Now for the rest
Let’s not fool ourselves. Hezbollah’s Wednesday jamboree for Samir Kantar and the four POWs was as much about restoring the image of the undaunted and virile moqawama and trying to banish the memory of May’s attempted coup, than it was about bringing its boys home. Like all Hezbollah extravaganzas, it was excessive, sparing not one iota of pomp and circumstance to trumpet what was a very expensive result: One convicted criminal and 180 dead bodies weighed up against 1,200 dead, 400,000 wounded, 1 million displaced and $15 billion in long-term economic damage. As their capture was a result of the war, the four Hezbollah fighters cannot be considered a net gain.
The celebrations were the latest imposition of Hezbollah’s agenda on a Lebanese people who have had to endure the party”s insistence on holding onto its weapons; the 18-month downtown sit-in, and of course the small matter of the armed insurrection over two months ago, a moment of supreme madness that threatened to hurl the country into civil conflict.
But if those Lebanese who supported and took to the streets for the Cedar Revolution scratched their heads in bewilderment as they watched the demonstration of national drooling on the tarmac at Beirut Airport – especially by those politicians who vehemently opposed the reckless border action that started the summer 2006 war – they should be aware that there was method to this apparent madness.
Their presence was more than just to bear witness to the fruit of that futile, unwarranted and achingly tragic conflict.
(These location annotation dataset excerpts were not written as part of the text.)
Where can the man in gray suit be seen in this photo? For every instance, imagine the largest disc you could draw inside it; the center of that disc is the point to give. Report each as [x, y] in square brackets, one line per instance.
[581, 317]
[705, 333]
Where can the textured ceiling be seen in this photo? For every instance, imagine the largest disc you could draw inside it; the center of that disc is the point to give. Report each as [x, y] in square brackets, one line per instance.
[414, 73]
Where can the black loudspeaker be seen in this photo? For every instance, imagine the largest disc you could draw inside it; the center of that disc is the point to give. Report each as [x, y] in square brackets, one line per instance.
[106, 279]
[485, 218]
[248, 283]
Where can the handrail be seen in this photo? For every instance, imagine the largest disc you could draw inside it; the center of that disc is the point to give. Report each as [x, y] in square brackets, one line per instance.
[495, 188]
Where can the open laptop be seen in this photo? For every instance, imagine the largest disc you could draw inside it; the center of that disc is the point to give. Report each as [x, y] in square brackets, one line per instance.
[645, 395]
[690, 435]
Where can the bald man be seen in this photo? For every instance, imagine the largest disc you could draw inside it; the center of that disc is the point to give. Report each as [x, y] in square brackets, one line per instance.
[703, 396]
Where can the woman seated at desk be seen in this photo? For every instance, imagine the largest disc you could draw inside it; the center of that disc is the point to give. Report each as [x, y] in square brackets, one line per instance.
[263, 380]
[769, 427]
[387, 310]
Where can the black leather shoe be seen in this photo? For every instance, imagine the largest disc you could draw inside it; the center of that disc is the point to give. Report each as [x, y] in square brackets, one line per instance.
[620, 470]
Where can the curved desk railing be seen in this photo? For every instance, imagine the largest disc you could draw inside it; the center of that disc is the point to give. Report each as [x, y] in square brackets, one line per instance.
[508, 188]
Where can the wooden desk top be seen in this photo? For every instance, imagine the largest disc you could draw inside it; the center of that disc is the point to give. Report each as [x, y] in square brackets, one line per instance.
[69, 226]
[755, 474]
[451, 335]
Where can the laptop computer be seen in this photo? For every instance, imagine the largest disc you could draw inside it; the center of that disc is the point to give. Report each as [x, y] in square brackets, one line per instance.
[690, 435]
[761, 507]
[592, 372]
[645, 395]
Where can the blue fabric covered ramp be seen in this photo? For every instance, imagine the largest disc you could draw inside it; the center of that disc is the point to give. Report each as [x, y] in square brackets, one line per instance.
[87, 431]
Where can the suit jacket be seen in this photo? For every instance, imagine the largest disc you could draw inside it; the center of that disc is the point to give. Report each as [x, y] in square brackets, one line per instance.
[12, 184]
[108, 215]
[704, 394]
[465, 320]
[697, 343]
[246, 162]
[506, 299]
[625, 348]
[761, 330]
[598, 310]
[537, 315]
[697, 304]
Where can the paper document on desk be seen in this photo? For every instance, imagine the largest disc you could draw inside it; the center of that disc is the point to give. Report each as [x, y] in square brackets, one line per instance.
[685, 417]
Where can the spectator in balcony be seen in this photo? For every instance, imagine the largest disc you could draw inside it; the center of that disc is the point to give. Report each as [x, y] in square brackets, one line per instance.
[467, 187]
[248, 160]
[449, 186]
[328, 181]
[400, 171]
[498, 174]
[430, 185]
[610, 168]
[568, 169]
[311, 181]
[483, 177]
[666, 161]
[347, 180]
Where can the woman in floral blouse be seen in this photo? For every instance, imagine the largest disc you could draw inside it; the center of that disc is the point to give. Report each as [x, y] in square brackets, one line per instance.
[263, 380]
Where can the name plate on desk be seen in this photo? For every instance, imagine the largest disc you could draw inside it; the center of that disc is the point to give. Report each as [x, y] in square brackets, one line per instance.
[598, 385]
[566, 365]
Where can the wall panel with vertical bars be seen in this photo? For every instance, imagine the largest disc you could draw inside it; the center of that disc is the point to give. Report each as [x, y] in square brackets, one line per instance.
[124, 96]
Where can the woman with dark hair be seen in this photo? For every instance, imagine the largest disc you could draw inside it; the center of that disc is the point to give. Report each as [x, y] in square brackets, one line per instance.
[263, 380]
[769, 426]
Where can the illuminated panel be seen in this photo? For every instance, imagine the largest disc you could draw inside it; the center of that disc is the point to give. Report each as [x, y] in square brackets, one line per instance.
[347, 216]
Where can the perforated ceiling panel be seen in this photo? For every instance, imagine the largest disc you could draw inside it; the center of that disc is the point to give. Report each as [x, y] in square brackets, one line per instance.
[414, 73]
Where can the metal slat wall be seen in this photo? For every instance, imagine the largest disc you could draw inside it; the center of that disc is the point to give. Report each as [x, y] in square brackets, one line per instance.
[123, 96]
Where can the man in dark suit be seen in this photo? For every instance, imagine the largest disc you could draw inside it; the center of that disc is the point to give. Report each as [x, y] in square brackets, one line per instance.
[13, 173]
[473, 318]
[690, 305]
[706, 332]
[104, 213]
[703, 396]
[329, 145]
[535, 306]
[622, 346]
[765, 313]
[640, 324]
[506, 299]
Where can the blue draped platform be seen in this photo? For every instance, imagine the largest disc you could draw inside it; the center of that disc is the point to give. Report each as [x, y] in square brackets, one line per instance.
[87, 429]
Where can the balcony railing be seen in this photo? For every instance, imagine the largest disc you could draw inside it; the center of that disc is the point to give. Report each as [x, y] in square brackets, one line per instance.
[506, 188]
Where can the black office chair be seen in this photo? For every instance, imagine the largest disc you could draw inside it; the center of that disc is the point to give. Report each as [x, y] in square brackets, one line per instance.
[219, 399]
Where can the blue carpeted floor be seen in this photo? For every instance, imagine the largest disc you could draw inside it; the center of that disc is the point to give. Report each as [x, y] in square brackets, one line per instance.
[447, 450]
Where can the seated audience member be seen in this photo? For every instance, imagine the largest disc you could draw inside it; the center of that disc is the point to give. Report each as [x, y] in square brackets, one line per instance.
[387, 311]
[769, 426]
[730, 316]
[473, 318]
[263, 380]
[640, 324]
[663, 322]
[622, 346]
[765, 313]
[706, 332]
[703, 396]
It was to remind Hezbollah that the exchange had in fact fulfilled one of the stipulations of UN Security Council Resolution 1701 and that, now that the momentum has gathered, Lebanon – all Lebanon and all Lebanese – should urgently follow through on all the other sovereign issues, especially those pertaining to Hezbollah’s weapons, the liberation of the Shebaa Farms, the return of all remaining detainees in Syrian jails and the thrashing out of a defense strategy.
If a degree of national pride has been restored, then let this restoration be the cornerstone of a genuine national commitment to fulfilling all outstanding obligations (although it remains to be seen how the opposition will use or abuse its blocking third in the new cabinet).
Those who took to the streets on March 14, 2005 did so to send a message to the international community: Enough was enough; the violence had to stop, Syria had to leave Lebanon, and the Lebanese deserved the right to self-determination in a sovereign and democratic country.
Therefore, in the wake of yesterday’s hysteria, it is worth re-asking the question: What country we want to live in; A country that celebrates life, prosperity, international acceptance and tolerance, or one that seeks to put, before all else, conflict, obstructionism and the glorification of death?
Let the pathetic wooden coffins unloaded at the border on Wednesday be the last reminders of a chapter in Lebanese history that should remain just that.